Kubernetes Operator vs Controller vs CRD: The Difference Explained (with Code)

"Operator", "Controller", and "CRD" are three of the most-confused terms in the entire Kubernetes ecosystem. Tutorials use them interchangeably, job interviews ask trick questions about them, and even seasoned engineers get the distinctions wrong. The truth is simple: they are three different things that often appear together, and once you see the pattern you can never un-see it.

If you have not yet read What is a Kubernetes Operator?, start there — this article assumes you already know what an Operator does and now wants to pin down where the lines are drawn.

A quick kitchen analogy

Before we touch any YAML, picture a restaurant kitchen:

A menu lists what dishes can be ordered. It is just paper — it does not cook anything.
A chef reads orders and cooks them. Without a menu, the chef has nothing to make. Without a chef, the menu is just decoration.
An Italian specialist chef is a chef who only handles Italian dishes and knows the exact subtleties (al dente pasta timing, how to balance an arrabbiata sauce, when fresh basil goes in versus dried).

Map that to Kubernetes:

Restaurant	Kubernetes
Menu (the list of dishes)	CRD — declares what custom objects exist
Chef (any chef who reads orders and cooks)	Controller — watches the API server and acts
Italian specialist chef (knows one cuisine deeply)	Operator — a controller that knows one application deeply

Restaurant kitchen analogy for Kubernetes: a menu represents the CRD (data only, no behaviour), a generic chef represents the Controller (any cook who reads orders and acts), and an Italian specialist chef represents the Operator (knows one cuisine deeply).
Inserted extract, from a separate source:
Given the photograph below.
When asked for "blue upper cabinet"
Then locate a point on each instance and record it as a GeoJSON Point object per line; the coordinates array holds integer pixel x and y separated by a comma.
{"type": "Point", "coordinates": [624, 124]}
Below: CRD + Controller + Domain knowledge = Operator.

That's the whole framing. The rest of this article makes it precise.

The 60-second answer

Here are the three terms in one sentence each:

A CRD (Custom Resource Definition) is a YAML schema that teaches the Kubernetes API server about a new object type. It is data, not code.
A Controller is a program that runs a control loop — watch, compare, act — to drive the actual state of one or more resources toward their desired state. The official definition lives in the Kubernetes docs.
An Operator is a controller that uses one or more CRDs to manage a specific application (Postgres, Kafka, cert-manager), and that encodes the operational know-how of running that application as code.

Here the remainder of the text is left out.